With the loved ones, Breanne uses her understanding and compassion as she modestly prepares them for their final disposition, treating them with the care and consideration used with a living person.

  • Patience – Patience is needed to arrange the many steps involved in a funeral – from the first call about a death to the body’s interment in the final resting place. Families are doing their best to attend to their loved one’s care and the decisions involved can take time. Breanne must balance all the steps and people involved in a way that is seamless.
  • Team player, cooperation and communication skills - In addition to coordination with the family, Breanne contacts medical professionals, hospice groups, other funeral homes, members of clergy, officiants, musicians, cemetery workers, etc. This means she must know how to coordinate and to be a team player and good communicator.
  • Healthy emotional coping skills – Being a regular witness to death and grief can be emotionally challenging.
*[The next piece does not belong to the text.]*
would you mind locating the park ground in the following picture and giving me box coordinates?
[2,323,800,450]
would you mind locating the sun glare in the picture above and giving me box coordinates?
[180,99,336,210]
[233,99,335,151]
Breanne knows that she wants her focus to be on the families and decedent, so she has learned how to nurture herself through these daily experiences. She has a very supportive husband, David; a dog, Remi; and a home in the woods. In her free time, she hikes, and also enjoys crafting and sewing. Healthy emotional coping skills are also important when dealing with the stigma of being a funeral director. People don’t always understand the work hours or feel comfortable with conversations about funeral work.  
  • Flexibility – Calls about a death can come at any time of the day, so funeral directors must be flexible. Fortunately for Breanne, she grew up in a home where her dad had on-call hours, and both her mom and dad worked weekends. This made her transition to this type of schedule easier. With her understanding family, Breanne has adapted to phone calls at all hours of the day and night. She understands that modern technology has helped make on-call hours less restrictive and lack of flexibility is part of the reason funeral directors have such a high burnout rate.
  • Strength – Funeral directors need both physical and emotional strength. Breanne’s physical strength helps her move decedents and caskets; her emotional strength enables her to be present for and supportive of the families. Part of Breanne’s emotional strength comes from her clarity about her choice of profession. Growing up on a hobby farm, she learned a lot about life and death from a young age. Breanne was also the child who, after being a part of the arrangements for her grandfather’s funeral, knew in the 7th grade that she wanted to be a funeral director.
  • Sense of humor – Humor can sometimes be exactly what is needed to break moments of tension, let things go, and heal emotionally. Having a sense of humor is important to shed a little light on a solemn profession. Humor is also a coping mechanism often used by families in processing their grief.
  • Guiding and educating abilities – Many laws and regulations govern the funeral industry. With the many choices and options available for families, Breanne must be able to communicate all this information in an easy-to-understand manner.
  • Nonjudgmental attitude – Death occurs in families of all ethnicities, races, religions, sexual orientations, etc. and under all manors and circumstances. For Breanne, it is important to be open and accepting to facilitate the grieving process and help create a meaningful service, both of which are unique to each family.

Each of these qualities help to make Breanne the sensitive funeral director she is today. And her work has made her appreciate the people in her life even more.